HunyuanPortrait – A portrait animation generation framework launched jointly by Tencent Hunyuan and institutions such as Tsinghua University

What is HunyuanPortrait？

HunyuanPortrait is a diffusion-model-based framework jointly developed by Tencent’s Hunyuan team in collaboration with institutions such as Tsinghua University, Sun Yat-sen University, and the Hong Kong University of Science and Technology. It enables the generation of highly controllable and realistic portrait animations. By using a single portrait image as an appearance reference and a video clip as a motion driver, HunyuanPortrait animates the reference portrait based on the facial expressions and head movements in the driving video. It outperforms existing methods in terms of temporal consistency and controllability, demonstrating strong generalization capabilities. The framework effectively decouples appearance and motion across different image styles and is widely applied in areas such as virtual reality, gaming, and human-computer interaction.

Key Features of HunyuanPortrait

Highly controllable portrait animation generation: Using a single portrait image and a driving video clip, it accurately transfers facial expressions and head movements from the video to the reference image, producing smooth and natural animations.
Strong identity preservation: Maintains the identity characteristics of the reference portrait even when there are significant differences in facial structure and motion intensity, avoiding identity distortion.
Realistic facial dynamics capture: Captures subtle facial expression changes, such as gaze direction and lip synchronization, resulting in highly realistic animated portraits.
Temporal consistency optimization: Ensures high temporal coherence and smoothness in the generated video, avoiding issues like background jitter and blur.
Style generalization capability: Adapts to various image styles, including anime and photorealistic styles, offering broad applicability.

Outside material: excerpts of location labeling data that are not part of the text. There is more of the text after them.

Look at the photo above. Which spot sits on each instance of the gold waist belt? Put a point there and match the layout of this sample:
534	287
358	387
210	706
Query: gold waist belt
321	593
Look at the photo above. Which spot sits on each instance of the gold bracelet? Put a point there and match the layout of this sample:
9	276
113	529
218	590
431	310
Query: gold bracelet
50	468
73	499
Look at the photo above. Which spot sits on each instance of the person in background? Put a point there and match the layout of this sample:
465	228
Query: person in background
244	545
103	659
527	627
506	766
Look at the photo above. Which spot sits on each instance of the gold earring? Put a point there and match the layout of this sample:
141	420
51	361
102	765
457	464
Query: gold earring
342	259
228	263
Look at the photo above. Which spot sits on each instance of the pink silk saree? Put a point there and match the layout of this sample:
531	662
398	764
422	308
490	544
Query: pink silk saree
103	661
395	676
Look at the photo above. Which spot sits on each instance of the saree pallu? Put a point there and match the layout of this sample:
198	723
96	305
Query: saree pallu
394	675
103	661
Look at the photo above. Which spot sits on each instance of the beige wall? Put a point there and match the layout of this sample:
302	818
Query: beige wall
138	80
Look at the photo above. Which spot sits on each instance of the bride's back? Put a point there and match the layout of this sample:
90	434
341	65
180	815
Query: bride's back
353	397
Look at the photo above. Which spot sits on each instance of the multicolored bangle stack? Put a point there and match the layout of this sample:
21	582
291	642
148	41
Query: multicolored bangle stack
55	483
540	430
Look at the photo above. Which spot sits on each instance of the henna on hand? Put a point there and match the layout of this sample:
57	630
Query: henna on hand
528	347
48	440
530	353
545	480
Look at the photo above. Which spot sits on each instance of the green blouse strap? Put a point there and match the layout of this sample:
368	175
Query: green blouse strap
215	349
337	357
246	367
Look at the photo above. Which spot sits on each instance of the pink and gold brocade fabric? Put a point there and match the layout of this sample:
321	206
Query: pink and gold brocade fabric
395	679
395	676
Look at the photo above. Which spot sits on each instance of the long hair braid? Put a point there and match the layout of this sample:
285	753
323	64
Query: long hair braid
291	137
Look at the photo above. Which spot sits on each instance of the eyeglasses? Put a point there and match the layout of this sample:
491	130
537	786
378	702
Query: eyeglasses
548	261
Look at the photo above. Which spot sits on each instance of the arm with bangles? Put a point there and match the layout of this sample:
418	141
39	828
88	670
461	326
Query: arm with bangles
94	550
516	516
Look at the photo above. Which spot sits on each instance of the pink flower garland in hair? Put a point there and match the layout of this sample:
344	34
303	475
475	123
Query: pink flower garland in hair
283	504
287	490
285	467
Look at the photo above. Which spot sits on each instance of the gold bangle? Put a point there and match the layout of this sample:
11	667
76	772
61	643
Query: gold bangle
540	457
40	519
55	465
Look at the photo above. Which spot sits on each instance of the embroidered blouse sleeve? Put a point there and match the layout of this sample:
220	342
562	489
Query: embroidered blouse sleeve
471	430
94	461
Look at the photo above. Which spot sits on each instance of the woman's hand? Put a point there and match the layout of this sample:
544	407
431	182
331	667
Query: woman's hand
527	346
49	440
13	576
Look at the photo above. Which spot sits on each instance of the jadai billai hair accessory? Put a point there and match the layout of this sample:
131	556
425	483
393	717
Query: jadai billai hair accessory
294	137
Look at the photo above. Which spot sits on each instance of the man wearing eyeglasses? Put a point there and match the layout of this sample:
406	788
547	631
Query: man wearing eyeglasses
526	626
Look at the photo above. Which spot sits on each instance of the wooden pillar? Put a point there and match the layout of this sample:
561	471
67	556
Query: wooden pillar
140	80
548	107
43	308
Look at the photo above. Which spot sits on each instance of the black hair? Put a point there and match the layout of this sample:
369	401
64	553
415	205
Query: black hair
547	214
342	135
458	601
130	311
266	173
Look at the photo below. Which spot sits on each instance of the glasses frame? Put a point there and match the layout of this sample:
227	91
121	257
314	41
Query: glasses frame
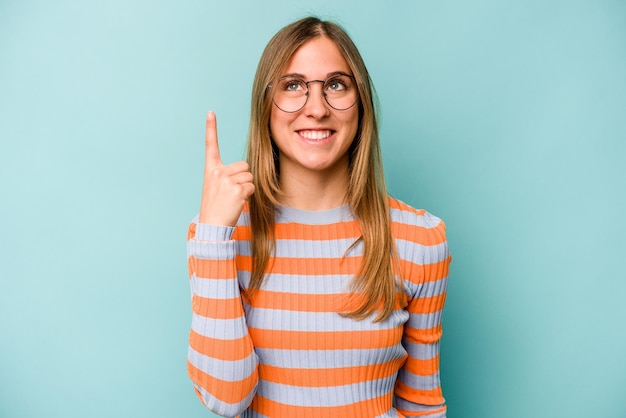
306	83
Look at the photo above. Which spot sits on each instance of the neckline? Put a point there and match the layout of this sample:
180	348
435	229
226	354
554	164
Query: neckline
287	214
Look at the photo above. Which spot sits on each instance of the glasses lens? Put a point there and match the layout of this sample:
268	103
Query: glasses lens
340	92
290	94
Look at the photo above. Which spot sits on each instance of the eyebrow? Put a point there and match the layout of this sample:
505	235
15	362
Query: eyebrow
298	75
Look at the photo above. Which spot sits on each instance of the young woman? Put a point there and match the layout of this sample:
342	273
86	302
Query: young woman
314	293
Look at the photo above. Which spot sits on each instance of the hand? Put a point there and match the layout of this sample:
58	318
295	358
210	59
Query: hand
226	187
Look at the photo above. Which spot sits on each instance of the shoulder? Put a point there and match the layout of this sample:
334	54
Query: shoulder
417	225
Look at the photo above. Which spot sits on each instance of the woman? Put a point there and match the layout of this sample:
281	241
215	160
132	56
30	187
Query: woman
314	293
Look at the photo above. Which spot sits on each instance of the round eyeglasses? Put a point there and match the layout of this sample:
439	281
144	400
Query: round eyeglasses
290	93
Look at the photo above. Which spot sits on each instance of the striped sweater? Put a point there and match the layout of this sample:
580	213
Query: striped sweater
287	352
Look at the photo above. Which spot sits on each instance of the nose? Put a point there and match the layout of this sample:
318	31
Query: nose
316	105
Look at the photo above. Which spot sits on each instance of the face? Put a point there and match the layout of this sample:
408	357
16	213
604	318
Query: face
314	140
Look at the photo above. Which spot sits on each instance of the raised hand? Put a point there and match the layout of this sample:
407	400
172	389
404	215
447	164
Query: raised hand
226	187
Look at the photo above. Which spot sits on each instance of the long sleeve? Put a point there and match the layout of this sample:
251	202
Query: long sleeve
221	360
426	260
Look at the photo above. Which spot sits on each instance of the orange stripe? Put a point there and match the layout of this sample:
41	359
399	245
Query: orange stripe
230	350
367	408
325	340
230	392
424	336
297	302
331	376
426	397
217	308
422	367
406	413
396	204
212	269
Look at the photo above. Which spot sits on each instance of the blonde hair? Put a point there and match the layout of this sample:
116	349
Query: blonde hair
366	195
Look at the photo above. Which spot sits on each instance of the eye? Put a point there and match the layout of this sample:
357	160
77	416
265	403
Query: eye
292	85
338	84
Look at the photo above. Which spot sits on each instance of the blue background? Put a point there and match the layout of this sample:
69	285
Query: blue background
505	118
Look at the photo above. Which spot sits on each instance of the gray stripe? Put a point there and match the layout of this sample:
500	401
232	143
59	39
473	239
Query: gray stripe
411	406
419	382
421	351
230	371
215	288
322	359
427	220
279	320
222	329
308	285
425	321
224	409
427	289
422	254
209	250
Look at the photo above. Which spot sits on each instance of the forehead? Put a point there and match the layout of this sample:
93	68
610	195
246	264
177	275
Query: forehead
317	58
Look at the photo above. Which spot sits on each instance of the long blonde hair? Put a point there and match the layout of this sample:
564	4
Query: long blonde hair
366	195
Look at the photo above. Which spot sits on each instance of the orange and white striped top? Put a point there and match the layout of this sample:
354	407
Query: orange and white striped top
288	352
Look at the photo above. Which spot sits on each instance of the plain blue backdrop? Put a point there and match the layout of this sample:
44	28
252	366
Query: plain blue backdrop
505	118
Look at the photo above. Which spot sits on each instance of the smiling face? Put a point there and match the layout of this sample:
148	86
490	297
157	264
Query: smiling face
315	139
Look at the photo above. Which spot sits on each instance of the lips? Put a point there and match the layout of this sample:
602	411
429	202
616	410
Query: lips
315	135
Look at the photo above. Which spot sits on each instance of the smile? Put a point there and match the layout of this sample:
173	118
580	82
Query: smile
315	135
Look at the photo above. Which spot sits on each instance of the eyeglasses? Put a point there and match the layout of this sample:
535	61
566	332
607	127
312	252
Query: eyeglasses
291	93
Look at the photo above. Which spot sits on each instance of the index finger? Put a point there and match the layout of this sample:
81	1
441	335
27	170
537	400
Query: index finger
212	149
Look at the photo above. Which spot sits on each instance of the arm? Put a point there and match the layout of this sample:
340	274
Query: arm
418	387
221	360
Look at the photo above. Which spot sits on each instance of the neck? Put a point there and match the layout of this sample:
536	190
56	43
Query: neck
314	191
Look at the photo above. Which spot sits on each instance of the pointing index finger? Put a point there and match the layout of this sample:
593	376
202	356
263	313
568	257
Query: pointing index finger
212	149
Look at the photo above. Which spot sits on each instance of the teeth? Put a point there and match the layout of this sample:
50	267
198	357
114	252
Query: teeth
315	135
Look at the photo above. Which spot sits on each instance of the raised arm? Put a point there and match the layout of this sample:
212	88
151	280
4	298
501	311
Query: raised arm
221	362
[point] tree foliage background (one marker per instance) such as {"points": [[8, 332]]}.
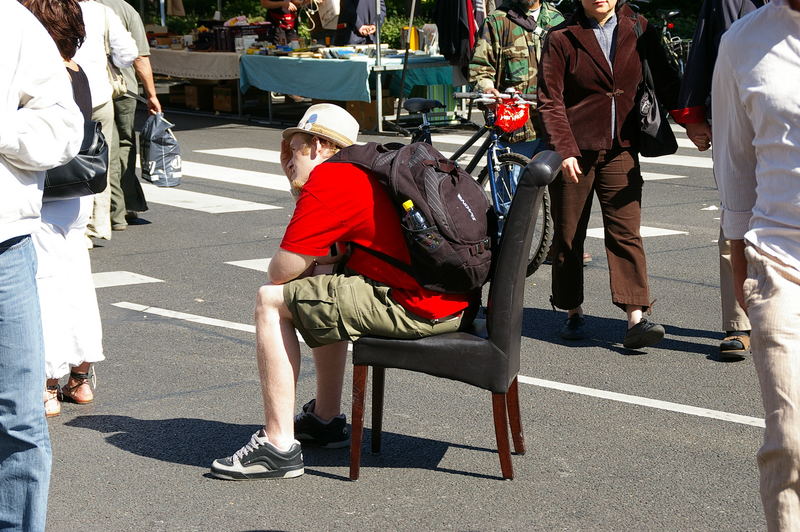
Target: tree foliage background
{"points": [[397, 14]]}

Technical Principles of HunyuanPortrait

Implicit conditional control: Encodes motion information using implicit representations to better capture complex facial motions and expression changes, avoiding artifacts caused by inaccurate keypoint extraction. The encoded motion data is injected into the denoising U-Net via attention mechanisms, enabling fine-grained control over the animation generation process.
Stable video diffusion model: Utilizes a diffusion-based framework that performs diffusion and denoising in latent space, enhancing generation quality and training efficiency. A VAE maps images from RGB space to latent space, where UNet is used for denoising to generate high-quality video frames.
Enhanced feature extractor: Improves motion feature representation by estimating motion intensity (e.g., degree of facial distortion and head movement). It combines ArcFace and DiNOv2 for background modeling and uses a multi-scale adapter (IMAdapter) to enhance identity consistency, ensuring the same identity across different frames.
Training and inference strategies: Incorporates data augmentation techniques such as color jitter and pose-guided transformations to enhance training diversity and model generalization. Various training strategies, including randomly removing certain skeletal edges, are used to improve robustness under different input conditions.
Attention mechanism: Introduces multi-head self-attention and cross-attention mechanisms in the UNet to enhance the model’s perception of spatial and temporal information, improving the detail richness and temporal consistency of the generated videos.

Project Links for HunyuanPortrait

Official Website: https://kkakkkka.github.io/HunyuanPortrait/
GitHub Repository: https://github.com/Tencent-Hunyuan/HunyuanPortrait
Hugging Face Model Hub: https://huggingface.co/tencent/HunyuanPortrait
arXiv Technical Paper: https://arxiv.org/pdf/2503.18860

Application Scenarios of HunyuanPortrait

Virtual Reality (VR) and Augmented Reality (AR): Create lifelike virtual characters to enhance user experience.
Game Development: Generate personalized game avatars, boosting player immersion.
Human-Computer Interaction: Develop more natural virtual assistants and customer service bots to improve interaction quality.
Digital Content Creation: Used in video production, advertising, and film special effects to rapidly generate high-quality animated content.
Social Media and Entertainment: Users can animate their photos into dynamic emojis or avatars for increased engagement.
Education and Training: Create personalized virtual instructors or training characters for more vivid and interactive teaching experiences.